The pieces gathered here range from very short amusing accounts, bizarre Ripley’s Believe-it-or-Not type reports, to imagined news stories and, even, in one instance, a letter to the editor (crafted by Kleist himself of course) responding to a “reported” proposal for a cannonball postal delivery service. The postal system, it seems, is a an ongoing concern going back centuries. Another anecdote echoed almost a century and a half later with the play Twelve Angry Men, is “A Strange Case in England” which records the debate among a dozen jurors in a murder case but which ends with an unexpected twist.

As much as I enjoyed the anecdotes, my favourite pieces were the last two, somewhat longer stories, “A Ghostly Apparition” and “Saint Cecilia or the Power of Music.” Both are more along the lines of gothic tales but demonstrate Kleist’s ability to tell a solid, entertaining story. While the original issues of the Abendblätter would have included more conventional “news” and “information”, the selection for this project was guided by literary interest. As such, Anecdotes provides either an excellent first introduction to Kleist or a welcome treat for English language readers who already know him well.

Anecdotes by Heinrich von Kleist is translated by Matthew Spenser and published by Sublunary Editions.

Station to station: The Interim by Wolfgang Hilbig

Will we survive this century? asked the lonely reader in his train compartment. Yes, surely we will survive this one last century.

East German author Wolfgang Hilbig was not the kind of writer one associates with sunshine and bucolic scenery. His skies seem to be forever suffused with pale white winter sun, his landscapes marked by the residue of post-war industrial expansion, his urban streets draped in shadow lit only by dim pools of artificial light. His characters typically wander through this environment, never certain where they came from, where they are going and who they are meant to be—pulling and chafing against the constraints of a life they cannot fit into. Their situations and circumstances vary, but they are all lost in some kind of provisional existence.

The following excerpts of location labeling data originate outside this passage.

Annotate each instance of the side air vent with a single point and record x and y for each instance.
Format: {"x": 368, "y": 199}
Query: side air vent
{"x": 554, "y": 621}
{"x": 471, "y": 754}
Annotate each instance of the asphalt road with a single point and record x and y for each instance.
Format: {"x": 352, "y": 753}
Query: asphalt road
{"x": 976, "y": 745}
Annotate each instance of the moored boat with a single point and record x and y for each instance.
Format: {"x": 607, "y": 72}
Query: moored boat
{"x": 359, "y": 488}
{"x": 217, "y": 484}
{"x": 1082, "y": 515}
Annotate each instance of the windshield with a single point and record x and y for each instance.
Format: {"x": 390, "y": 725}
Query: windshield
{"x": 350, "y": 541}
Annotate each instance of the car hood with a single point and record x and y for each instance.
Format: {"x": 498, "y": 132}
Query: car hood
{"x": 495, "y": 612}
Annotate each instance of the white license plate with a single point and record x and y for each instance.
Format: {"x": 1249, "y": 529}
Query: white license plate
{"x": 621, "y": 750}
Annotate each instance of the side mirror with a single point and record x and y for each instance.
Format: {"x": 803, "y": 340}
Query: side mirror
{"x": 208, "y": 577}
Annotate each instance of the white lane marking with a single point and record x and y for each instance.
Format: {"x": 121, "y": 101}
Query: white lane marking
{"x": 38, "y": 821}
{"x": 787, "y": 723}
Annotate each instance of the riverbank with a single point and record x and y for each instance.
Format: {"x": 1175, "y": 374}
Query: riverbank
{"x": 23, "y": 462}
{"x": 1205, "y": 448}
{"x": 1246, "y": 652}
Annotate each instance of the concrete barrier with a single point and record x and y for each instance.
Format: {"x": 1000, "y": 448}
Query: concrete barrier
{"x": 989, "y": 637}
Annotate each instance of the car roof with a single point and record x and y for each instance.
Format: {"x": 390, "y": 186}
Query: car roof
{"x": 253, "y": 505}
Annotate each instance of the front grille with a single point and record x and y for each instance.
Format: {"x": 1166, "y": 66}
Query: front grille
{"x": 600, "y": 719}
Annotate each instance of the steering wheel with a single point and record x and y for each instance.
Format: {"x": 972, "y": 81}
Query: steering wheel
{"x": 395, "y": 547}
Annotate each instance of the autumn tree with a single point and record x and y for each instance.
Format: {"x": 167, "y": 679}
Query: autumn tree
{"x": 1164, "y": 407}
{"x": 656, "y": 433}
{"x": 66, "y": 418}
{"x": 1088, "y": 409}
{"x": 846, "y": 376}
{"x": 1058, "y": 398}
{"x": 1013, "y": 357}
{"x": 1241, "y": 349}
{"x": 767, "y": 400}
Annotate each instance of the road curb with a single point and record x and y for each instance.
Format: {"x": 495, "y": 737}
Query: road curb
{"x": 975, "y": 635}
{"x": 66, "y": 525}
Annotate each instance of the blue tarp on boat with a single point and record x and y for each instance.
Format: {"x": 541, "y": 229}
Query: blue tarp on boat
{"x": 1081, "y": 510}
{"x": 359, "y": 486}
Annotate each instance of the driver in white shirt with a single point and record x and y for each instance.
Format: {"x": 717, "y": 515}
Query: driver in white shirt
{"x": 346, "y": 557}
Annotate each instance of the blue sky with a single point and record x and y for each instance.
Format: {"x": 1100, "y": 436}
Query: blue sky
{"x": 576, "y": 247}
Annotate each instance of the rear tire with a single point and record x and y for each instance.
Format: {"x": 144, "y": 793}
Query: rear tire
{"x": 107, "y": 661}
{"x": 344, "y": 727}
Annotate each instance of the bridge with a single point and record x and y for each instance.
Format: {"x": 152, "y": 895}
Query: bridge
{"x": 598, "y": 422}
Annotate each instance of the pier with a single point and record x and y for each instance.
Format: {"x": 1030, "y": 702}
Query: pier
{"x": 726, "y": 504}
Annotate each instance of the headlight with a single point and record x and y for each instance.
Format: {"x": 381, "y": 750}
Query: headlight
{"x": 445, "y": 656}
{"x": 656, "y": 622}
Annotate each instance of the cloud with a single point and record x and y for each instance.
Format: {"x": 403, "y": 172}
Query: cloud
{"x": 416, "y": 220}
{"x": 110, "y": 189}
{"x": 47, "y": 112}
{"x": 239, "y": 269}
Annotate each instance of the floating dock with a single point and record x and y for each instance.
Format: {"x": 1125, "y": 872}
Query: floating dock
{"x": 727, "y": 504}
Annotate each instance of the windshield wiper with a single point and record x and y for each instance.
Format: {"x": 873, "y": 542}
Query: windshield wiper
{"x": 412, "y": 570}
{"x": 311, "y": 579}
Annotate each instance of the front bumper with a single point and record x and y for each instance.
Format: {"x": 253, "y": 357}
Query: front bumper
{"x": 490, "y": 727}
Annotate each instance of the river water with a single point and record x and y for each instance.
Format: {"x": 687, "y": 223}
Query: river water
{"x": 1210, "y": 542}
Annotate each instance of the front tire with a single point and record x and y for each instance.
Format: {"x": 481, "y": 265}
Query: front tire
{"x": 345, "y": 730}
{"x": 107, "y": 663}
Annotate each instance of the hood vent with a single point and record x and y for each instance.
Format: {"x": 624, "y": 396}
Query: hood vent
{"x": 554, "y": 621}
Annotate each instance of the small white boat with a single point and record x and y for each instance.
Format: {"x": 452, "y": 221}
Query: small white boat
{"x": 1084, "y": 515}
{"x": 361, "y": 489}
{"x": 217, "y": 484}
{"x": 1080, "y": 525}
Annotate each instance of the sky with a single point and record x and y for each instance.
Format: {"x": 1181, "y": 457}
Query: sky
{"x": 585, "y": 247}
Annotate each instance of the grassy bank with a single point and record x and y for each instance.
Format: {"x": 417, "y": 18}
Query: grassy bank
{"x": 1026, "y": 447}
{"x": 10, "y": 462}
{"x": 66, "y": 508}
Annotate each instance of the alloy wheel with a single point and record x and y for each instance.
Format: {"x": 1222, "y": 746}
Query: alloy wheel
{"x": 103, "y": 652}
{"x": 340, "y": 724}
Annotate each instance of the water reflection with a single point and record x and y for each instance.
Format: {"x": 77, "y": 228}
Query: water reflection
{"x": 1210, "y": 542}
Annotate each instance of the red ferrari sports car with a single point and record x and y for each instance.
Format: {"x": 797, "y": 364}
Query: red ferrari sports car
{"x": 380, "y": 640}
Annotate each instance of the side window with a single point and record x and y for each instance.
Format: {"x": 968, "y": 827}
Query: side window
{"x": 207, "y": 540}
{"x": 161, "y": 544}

The Interim, the most recent Hilbig release from Two Lines Press, takes, as the name implies, this sense of impermanence and makes it explicit. This novel, originally published in 2000, is, as with previous translations, rendered into fluid, incisive English by Isabel Fargo Cole. It follows the emotional and physical restlessness of C., an acclaimed writer from the GDR who is afforded the tenuous “freedom” of life in the West in the years immediately leading up to reunification. It is a time of shifting energies on both side of the Wall and C. finds himself completely adrift, caught between the crumbling social infrastructure of his homeland and the hollow promise of Western capitalism. He endeavours to perform the part of the celebrated author, often without either ease or grace, while he struggles with writer’s block and resists committing to the woman he genuinely feels he cannot live without. Trapped in a cycle of relentless anxiety, depression, and addiction, his only refuge is the train with its familiar chain of stations carrying him back and forth across the border, between an equally elusive past and future.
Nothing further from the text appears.